Cars whizzing by made him nervous. Each squirrel he spotted caused him to call for me so I could see it. We biked down the sidewalk and he ventured off the path mesmerized by the creek, the birds, the rocks. He noticed everything. Delighted in it all.
I did life with Viktor today, like I should do life every single day. I was 100% fully in every single moment. I ignored the phone most of the day, my house did not look the way I like, I didn’t stick to my typical schedules. But I was WITH him. When he rode his bike, I rode mine with him. Because he asked me to. When he asked me to ride electric scooters with him, for hours, I did. The looks I got from cars passing by were priceless. How many adults do you typically see scootering with their kids. This was a first for me!
Every white car that went by he would call out, “Dad?” To which I’d answer, soon. He continually asked me how long until the boys got home from school.
And I was so invested in the day, I actually did forget to go pick up carpool! Completely lost track of time and Steve bailed me out.
I have never been prouder of my boys than I was tonight. They took to Viktor immediately. They treated him like he was their brother. Or better. They had his best interest at heart constantly.
Bike riding and balls are instant bonders. I walked outside as the 3 older boys were heading my way on bikes. Viktor hollered out, “Mom!” as he wildly waved at me. I heard Zachary say, “Did he just call her mom?” Immediately, I began to worry my boys would feel jealous. Bringing their bikes to a halt in front of me, Jacob wore the most beautiful, genuine smile on his face as I confirmed that he did in fact call me mom. Zachary replied, “That is so cool.”

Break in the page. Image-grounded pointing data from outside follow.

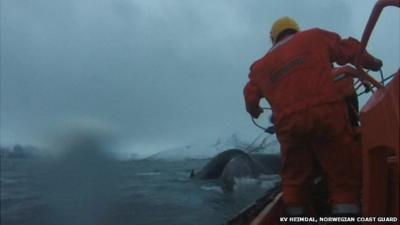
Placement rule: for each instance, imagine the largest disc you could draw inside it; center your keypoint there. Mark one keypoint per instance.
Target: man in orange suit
(310, 116)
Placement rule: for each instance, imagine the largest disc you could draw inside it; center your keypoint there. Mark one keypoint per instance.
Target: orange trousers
(321, 140)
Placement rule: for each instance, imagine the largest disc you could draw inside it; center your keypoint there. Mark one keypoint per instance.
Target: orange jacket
(296, 72)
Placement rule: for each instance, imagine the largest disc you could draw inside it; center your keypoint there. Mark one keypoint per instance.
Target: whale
(236, 163)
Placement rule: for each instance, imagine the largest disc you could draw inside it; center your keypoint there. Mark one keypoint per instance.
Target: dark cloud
(153, 70)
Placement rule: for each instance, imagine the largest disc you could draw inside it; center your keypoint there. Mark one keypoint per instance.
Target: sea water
(94, 191)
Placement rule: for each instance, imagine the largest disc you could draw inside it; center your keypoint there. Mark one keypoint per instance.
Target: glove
(376, 65)
(257, 112)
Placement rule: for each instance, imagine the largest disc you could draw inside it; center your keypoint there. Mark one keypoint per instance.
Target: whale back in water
(237, 163)
(214, 168)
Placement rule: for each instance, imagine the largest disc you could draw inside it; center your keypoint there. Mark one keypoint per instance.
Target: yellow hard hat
(281, 25)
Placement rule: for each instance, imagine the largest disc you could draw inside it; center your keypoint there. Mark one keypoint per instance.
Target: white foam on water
(214, 188)
(149, 174)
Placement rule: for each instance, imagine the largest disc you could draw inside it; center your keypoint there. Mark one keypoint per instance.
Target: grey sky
(158, 73)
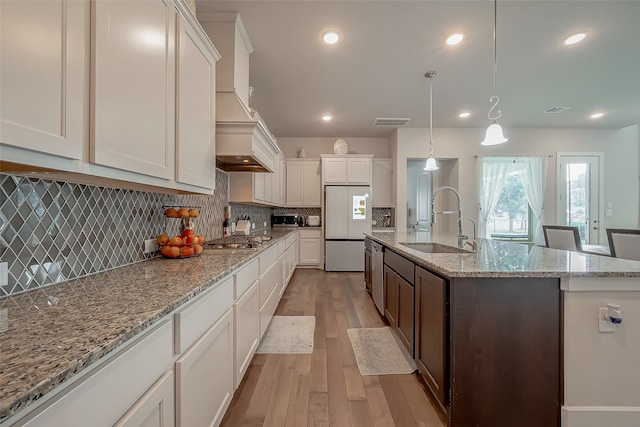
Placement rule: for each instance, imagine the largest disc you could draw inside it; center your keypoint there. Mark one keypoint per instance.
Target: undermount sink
(433, 248)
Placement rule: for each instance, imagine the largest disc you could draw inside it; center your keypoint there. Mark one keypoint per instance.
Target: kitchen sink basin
(433, 248)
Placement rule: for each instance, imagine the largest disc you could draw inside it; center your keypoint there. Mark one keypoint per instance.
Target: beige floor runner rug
(379, 352)
(288, 334)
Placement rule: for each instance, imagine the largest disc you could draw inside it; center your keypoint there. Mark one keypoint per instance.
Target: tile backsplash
(53, 231)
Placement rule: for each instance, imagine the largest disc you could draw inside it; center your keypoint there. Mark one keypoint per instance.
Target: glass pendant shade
(431, 164)
(494, 135)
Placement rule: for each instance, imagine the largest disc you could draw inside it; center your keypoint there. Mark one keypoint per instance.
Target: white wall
(601, 370)
(621, 149)
(290, 146)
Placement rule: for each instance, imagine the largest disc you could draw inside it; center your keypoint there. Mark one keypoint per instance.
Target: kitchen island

The evening was full of basketball with Steve, park trip with Steve, soccer match with boys and friends up the street, games, hide and seek, and simply being together.

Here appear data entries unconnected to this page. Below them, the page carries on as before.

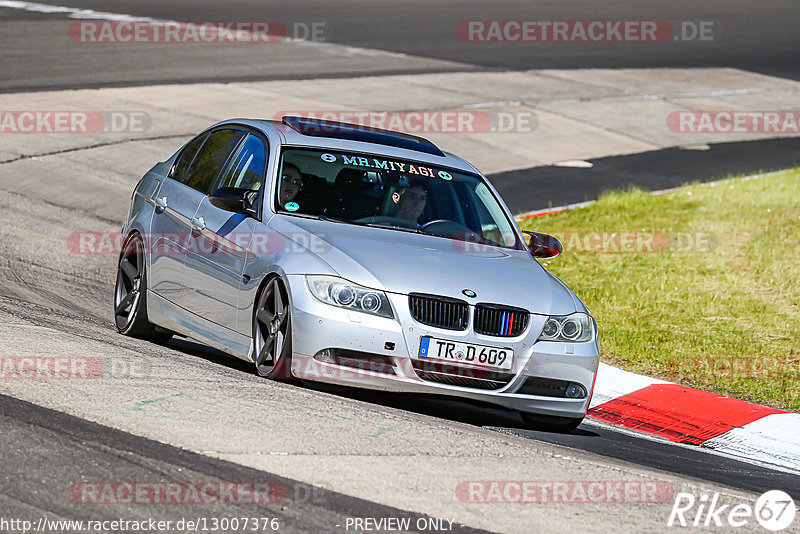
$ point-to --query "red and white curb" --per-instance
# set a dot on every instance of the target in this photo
(694, 417)
(691, 416)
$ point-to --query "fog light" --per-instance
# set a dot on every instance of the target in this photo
(575, 391)
(325, 356)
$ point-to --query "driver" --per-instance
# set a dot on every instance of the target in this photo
(410, 202)
(291, 183)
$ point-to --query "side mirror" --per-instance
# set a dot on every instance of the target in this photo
(543, 245)
(232, 199)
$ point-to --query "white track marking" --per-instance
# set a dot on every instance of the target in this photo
(774, 439)
(612, 383)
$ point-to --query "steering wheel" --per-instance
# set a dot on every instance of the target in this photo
(450, 228)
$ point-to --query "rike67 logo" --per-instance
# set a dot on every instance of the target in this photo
(774, 510)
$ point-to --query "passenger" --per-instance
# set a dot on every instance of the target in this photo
(291, 183)
(410, 203)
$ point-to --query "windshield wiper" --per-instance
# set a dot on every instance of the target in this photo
(392, 227)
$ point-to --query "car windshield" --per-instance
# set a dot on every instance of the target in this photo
(385, 192)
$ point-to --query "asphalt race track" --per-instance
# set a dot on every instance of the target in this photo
(761, 42)
(185, 412)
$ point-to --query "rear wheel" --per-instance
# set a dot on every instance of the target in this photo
(551, 423)
(130, 295)
(272, 332)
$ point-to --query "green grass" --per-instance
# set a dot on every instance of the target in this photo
(724, 316)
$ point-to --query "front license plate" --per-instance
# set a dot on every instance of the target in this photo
(466, 353)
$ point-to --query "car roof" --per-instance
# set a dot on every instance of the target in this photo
(292, 137)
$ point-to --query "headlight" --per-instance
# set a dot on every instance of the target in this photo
(575, 328)
(344, 294)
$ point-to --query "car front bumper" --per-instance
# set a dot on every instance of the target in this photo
(317, 326)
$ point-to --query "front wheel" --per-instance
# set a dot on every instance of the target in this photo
(551, 423)
(272, 332)
(130, 295)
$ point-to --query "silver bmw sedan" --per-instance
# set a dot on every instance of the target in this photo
(361, 257)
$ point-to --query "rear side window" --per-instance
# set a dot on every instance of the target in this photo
(246, 169)
(210, 158)
(187, 156)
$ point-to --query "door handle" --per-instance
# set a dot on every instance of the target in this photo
(161, 204)
(198, 224)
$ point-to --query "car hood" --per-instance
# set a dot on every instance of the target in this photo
(405, 262)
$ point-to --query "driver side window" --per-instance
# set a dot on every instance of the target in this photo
(246, 169)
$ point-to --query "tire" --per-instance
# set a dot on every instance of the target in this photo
(272, 332)
(551, 423)
(130, 295)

So many times through the night, Jacob came to me and said how much he loves having Viktor here, will we ever have him here again, etc.
Our family already loves him to pieces. And he seems to love us back.
As I read bedtime stories, he would lay his head into me. If I were near him, he would reach his hand up to touch my shoulder. You can tell he likes the touch, he just doesn’t know how to do it. With the boys, he tickles them constantly. Maybe it is the only way he knows how to show affection to our boys? To Andrew, he will gently touch his curls. He will walk by the boys and tap their head, which lights them up! When Steve reached for his hand to pray at dinner, he didn’t hold back. When we sat down to lunch and I didn’t pray immediately, he said, “Mom.” I looked at him with his hands together and head bowed. He saw us do it one time, and he knew it was important and a part of our family and he wanted to take part again.
This post only gives a surface glimpse written in scattered fashion of what we experienced on our first day with our host son. We are exhausted, but full. A different kind of joy was experienced in our home tonight.